Figure 3 (below): RealVideo codec compressing the same sequence at 56Kbps, 100Kbps, and 300Kbps (from left to right).

Figure 3

Conversely, throw enough data rate at the problem and motion-related degradation minimizes and then largely disappears. At higher data rates, this means that you really don’t have to do anything special to produce high quality video.

How high do you have to go to avoid visible artifacts?
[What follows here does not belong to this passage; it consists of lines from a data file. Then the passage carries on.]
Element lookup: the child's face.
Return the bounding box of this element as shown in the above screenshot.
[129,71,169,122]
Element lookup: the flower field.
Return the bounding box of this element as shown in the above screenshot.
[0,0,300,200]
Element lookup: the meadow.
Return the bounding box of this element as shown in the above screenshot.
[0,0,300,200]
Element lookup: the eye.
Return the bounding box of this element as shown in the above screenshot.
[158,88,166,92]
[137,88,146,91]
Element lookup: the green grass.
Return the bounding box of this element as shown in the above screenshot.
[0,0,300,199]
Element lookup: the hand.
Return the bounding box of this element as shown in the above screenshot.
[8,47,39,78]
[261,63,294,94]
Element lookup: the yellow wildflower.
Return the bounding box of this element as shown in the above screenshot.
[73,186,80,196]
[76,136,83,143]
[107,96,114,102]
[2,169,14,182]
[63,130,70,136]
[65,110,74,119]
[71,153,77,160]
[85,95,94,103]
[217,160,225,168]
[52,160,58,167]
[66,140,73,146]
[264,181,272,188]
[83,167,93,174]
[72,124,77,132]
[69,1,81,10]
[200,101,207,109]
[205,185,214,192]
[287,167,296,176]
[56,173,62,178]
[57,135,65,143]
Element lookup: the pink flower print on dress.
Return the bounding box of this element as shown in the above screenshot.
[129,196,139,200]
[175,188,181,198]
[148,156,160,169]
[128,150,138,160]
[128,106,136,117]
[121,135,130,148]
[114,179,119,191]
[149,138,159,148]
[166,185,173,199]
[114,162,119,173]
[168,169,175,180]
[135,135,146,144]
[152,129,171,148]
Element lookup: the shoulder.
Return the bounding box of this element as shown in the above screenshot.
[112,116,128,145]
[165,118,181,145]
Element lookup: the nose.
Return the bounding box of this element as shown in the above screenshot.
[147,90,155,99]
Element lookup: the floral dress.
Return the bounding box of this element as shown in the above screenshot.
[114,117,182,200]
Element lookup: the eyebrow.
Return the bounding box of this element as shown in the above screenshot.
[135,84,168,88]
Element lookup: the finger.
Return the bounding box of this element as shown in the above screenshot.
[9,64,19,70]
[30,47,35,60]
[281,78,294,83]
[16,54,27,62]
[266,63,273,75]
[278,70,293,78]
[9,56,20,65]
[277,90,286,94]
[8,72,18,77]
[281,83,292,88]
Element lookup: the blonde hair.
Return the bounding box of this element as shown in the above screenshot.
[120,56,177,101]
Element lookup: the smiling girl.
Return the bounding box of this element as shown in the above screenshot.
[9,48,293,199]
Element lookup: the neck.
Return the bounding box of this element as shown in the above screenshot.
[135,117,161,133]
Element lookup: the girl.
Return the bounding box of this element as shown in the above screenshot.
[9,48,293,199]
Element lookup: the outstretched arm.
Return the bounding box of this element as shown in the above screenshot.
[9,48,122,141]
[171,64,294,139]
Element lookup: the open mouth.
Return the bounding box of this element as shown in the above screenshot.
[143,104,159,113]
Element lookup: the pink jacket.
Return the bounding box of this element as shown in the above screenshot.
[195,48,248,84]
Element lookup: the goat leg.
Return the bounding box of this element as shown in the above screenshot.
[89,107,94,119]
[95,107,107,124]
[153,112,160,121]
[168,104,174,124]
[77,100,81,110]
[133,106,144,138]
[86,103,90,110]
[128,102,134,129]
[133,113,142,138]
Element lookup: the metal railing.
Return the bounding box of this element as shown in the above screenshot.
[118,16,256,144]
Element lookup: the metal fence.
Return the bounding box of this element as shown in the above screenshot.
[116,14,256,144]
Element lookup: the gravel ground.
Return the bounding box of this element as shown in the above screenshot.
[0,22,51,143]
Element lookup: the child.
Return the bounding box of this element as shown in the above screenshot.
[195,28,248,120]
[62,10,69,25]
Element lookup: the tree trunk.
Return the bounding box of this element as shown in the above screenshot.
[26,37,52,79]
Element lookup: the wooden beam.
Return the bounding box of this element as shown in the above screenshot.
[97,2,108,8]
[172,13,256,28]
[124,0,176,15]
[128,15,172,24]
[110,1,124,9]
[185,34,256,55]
Well, for their 1080i Miami Vice trailer, Universal Studios encoded at 9.89Mbps, which is higher than a Hollywood DVD (see Figure 4). At that data rate, though there is some graininess during dark sequence, and banding around lights, most motion is very well preserved and artifacts are limited.

Figure 4 (below): Universal Studios encoded their Miami Vice QuickTime trailer at 9.89Mbps, which is higher than a Hollywood DVD.

Figure 4

At 56Kps, even at a resolution of 160x120, you need to carefully manage the motion in the video, irrespective of the video resolution. Trying to produce at higher resolutions would produce very ugly video.

At 100Kps, video quality at 160x120 should be very good, even with lots of motion, though the video will be very small, even if doubled during playback. If you limit the motion in your video, and plan your background carefully, you can render at 320x240 resolution and produce very good quality video, as shown in Figure 5 on the right. Too much motion results in the blurriness and artifacts seen on the left.

Figure 5 (below): Too much background motion degrades the quality on the left, while limited motion and plain background looks good on the right. Both videos at 320x240@100Kbps.

Figure 5

At 1Mbps, assuming a 640x480 video resolution and 30fps, you should be able to produce very good quality irrespective of the amount of motion in the video. Ditto for 320x240 video at 30fps and 500Kbps.

At 300Kbps, even relatively high motion video should look pretty good at 320x240, while lower resolutions show the caution orange because you’re being unnecessarily conservative. At 500Kbps, 320x240 video looks absolutely pristine, but you’re still pushing the envelop a bit for 640x480 video, which really starts to look quite good at 750Kbps and above.

The Codec/Quality Connection
Of course, to a degree, this depends upon the codec used to encode the video, which is illustrated in Figure 6, a very high motion sequence of two combined shots of a marimba player, encoded to 320x240@100Kbps to Windows Media, Real, Flash, and Apple’s H.264 codec.Figure 6 (below): Codecs handle motion differently, which you have to factor into your planning.

Figure 6

After studying these codecs, patterns emerge. Windows Media gets very blocky, while H.264 tends to "blow up" during challenging sequences at these data rates (though it looks wonderful at much higher rates). The VP6 preserves a bit more detail than Real, but consequently has more visible artifacts.